Posted: Fri Mar 08, 2019 8:30 am
What is the difference between k in kinetics and K in equilibrium/ thermo?

### Re: k & K

Posted: Fri Mar 08, 2019 8:51 am
k in electro should be Boltzmann's constant while k in kinetics is a number unique to each reaction scaling how quickly the reaction proceeds.

### Re: k & K

Posted: Fri Mar 08, 2019 10:00 am
To add to the previous answer, K in thermodynamics is the equilibrium constant, which describes the concentrations of reactants and products at equilibrium, and doesn’t have anything to do with the speed of the reaction.

### Re: k & K

Posted: Fri Mar 08, 2019 11:14 am
k is a rate constant dependent on the reaction you have. K is the equilibrium constant.

### Re: k & K

Posted: Fri Mar 08, 2019 12:34 pm
how do you know when to use it as a Boltzmann's constant or a rate constant?

### Re: k & K

Posted: Fri Mar 08, 2019 12:34 pm
or are those the same?

### Re: k & K

Posted: Sat Mar 09, 2019 5:26 pm
isn't boltzmann's constant used to calculate entropy with the number of possible states of a molecule and the number of molecules?
rate constants and boltzmann are entirely different things.

### Re: k & K

Posted: Sat Mar 09, 2019 11:27 pm
k is Boltzmann constant, which is equal to 1.38064852 × 10^-23 m2 kg s^-2 K^-1. K is the equilibrium constant of a reaction, which is calculated by the concentration of the products over concentration of the reactants.

### Re: k & K

Posted: Sat Mar 09, 2019 11:38 pm
k is the Boltzmann rate constant while K is the equilibrium constant for a certain reaction.

### Re: k & K

Posted: Sat Mar 09, 2019 11:48 pm
I am sure the question will tell us to use the k as a rate constant in kinetics in the question, whereas the k Boltzmann constant will be used to calculate the entropy. K will be given in an acids and base question. It is based off of context.

### Re: k & K

Posted: Sun Mar 10, 2019 12:44 pm
The difference is that k is Boltzmann's constant, while K is the equilibrium constant for a given reaction.

### Re: k & K

Posted: Sun Mar 10, 2019 1:16 pm
In kinetics, k is the rate constant, whereas K is the equilibrium constant. Also, K = k/k', which means the the equilibrium constant is equal to the ratio of rate constants of the forward (k) and the reverse (k') elementary reactions.

### Re: k & K

Posted: Wed Mar 13, 2019 10:16 am
lower case k is the boltzmann constant and upper case K is the equilibrium constant

### Re: k & K

Posted: Wed Mar 13, 2019 2:35 pm
k is the rate constant so it's basically an indicator of how fast the reaction will happen. K is the equilibrium constant that tells you the ratio of products to reactant concentrations when the reaction is at equilibrium. Based on the relationship between k and K, we can determine that the forward reaction's rate constant, k will be larger than the reverse reaction rate constant if K (equilibrium constant) is larger than 1.

### Re: k & K

Posted: Wed Mar 13, 2019 8:42 pm
It is also important to note that K can be figured out by taking the ratio of the forward reaction K to the reverse reaction K

### Re: k & K

Posted: Fri Mar 15, 2019 10:33 pm
Will there be a clear indication of 'k' and 'K' on the final? Such as bolding one over the other. Thanks.

### Re: k & K

Posted: Sat Mar 16, 2019 12:32 pm
Melissa Villanueva1K wrote:Will there be a clear indication of 'k' and 'K' on the final? Such as bolding one over the other. Thanks.

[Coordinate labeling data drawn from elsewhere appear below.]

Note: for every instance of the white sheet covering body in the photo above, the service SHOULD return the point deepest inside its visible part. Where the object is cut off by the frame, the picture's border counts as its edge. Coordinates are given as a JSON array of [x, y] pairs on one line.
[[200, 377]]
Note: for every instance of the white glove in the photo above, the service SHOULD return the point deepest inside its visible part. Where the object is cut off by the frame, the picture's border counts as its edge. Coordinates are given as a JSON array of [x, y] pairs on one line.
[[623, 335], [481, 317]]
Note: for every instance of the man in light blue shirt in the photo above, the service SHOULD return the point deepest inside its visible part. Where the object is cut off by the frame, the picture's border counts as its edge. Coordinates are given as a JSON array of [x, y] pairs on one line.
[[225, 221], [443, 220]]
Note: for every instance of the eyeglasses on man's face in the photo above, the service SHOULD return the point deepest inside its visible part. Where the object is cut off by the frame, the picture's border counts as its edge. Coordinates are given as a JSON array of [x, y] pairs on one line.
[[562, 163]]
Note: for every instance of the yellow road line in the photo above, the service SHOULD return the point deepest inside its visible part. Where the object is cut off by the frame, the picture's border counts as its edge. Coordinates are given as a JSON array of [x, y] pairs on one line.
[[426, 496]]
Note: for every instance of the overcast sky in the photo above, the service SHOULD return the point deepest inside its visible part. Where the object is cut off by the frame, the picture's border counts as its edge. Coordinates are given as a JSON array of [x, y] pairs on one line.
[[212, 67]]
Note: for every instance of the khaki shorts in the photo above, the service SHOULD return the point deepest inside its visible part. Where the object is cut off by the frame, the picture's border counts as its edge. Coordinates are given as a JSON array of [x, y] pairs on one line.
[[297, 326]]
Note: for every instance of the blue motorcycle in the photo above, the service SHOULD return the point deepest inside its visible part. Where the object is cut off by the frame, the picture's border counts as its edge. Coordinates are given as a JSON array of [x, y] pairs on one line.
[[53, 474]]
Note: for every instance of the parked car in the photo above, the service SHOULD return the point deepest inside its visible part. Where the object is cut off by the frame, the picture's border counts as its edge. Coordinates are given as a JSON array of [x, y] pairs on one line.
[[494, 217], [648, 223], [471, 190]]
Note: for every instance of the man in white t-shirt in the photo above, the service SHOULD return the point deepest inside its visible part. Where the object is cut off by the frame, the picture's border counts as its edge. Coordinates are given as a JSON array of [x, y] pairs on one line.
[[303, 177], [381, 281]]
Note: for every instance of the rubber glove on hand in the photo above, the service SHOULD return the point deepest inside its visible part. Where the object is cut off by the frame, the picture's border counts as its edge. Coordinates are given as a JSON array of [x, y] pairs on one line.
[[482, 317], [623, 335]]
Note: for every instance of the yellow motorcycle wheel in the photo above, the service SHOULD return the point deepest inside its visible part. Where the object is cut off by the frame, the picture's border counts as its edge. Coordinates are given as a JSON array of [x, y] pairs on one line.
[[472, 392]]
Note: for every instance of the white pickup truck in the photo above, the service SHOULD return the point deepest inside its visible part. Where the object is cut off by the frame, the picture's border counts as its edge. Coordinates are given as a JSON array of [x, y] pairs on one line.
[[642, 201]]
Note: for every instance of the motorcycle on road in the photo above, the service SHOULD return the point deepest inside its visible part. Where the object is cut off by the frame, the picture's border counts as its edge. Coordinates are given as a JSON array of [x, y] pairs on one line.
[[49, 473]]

Do you mean on the constants and equations sheet?

### Re: k & K

Posted: Sat Mar 16, 2019 2:02 pm
Melissa Villanueva1K wrote:Will there be a clear indication of 'k' and 'K' on the final? Such as bolding one over the other. Thanks.

I think in order to avoid confusion, it may be written out for us along with the variable e.g. "the rate constant, k,..."

### Re: k & K

Posted: Sat Mar 16, 2019 2:23 pm
K is the equilibrium constant and kr is the rate constant, symbolizing different constant values with different meanings, applied in different equations but they are related. K is equal to the overall forward rate constant over the reverse rate constant because at equilibrium the forward and reverse rates (not the constants) are equal.